8.4.4 定理(ペロン–フロベニウスの定理)
定理 8.4.4(ペロン–フロベニウスの定理)
\( A \in M_n \) が既約で非負行列であり、かつ \( n \ge 2 \) であるとする。このとき、次が成り立つ。
(a) \( \rho(A) \gt 0 \)
(b) \( \rho(A) \) は \( A \) の代数的に単純な固有値である。
(c) 実ベクトル \( x = [x_i] \) がただ一つ存在して、\( A x = \rho(A)x \) かつ \( x_1 + \cdots + x_n = 1 \) を満たす。このベクトル \( x \) は正である。
(d) 実ベクトル \( y = [y_i] \) がただ一つ存在して、\( y^T A = \rho(A) y^T \) かつ \( x_1 y_1 + \cdots + x_n y_n = 1 \) を満たす。このベクトル \( y \) も正である。
証明
(a) 系 8.1.25 より、既約性よりも弱い条件のもとでも \( \rho(A) \gt 0 \) が成り立つことが示されている。
(b) 仮に \( \rho(A) \) が重複固有値であると仮定すると、式 (8.4.2) より \( \rho(A) + 1 = \rho(I + A) \) も重複固有値となる。したがって、正の行列 \( (I + A)^{n-1} \) に対して \( (1 + \rho(A))^{n-1} = \rho((I + A)^{n-1}) \) も重複固有値となることになるが、これは (8.2.8(b)) に反する。

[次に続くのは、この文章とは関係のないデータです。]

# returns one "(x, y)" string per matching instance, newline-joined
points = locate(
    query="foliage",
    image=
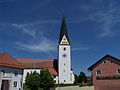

(c) 定理 8.3.1 より、非負かつ零でないベクトル \( x \) が存在して \( A x = \rho(A)x \) を満たす。このとき、
(I + A)^{n-1}x = (\rho(A) + 1)^{n-1}x
が成り立つ。さらに、(8.4.1) より \( (I + A)^{n-1} \) は正行列であるので、(8.1.14) によって \( (I + A)^{n-1}x \)、したがって
x = (\rho(A) + 1)^{1-n}(I + A)^{n-1}x
も正であることがわかる。もし正規化条件 \( e^T x = 1 \) を課せば、(b) によりこの \( x \) は一意である。
(d) これは (c) を \( A^T \) に適用することで従う。
上の定理により、既約で非負な行列 \( A \) のペロン根に対応する左・右の固有空間はいずれも1次元であることが保証される。(8.4.4(c)) のベクトル \( x \) は \( A \) の右ペロンベクトルであり、(8.4.4(d)) のベクトル \( y \) は左ペロンベクトルである。
定理 8.4.4(c–d) により、(8.1.30–33) および (8.3.4–5) の結果は既約な非負行列にも適用できる。特に重要なのは、スペクトル半径の変分的特徴付け (8.1.32) である。これらの観察は、(8.1.18) の拡張において重要な役割を果たす。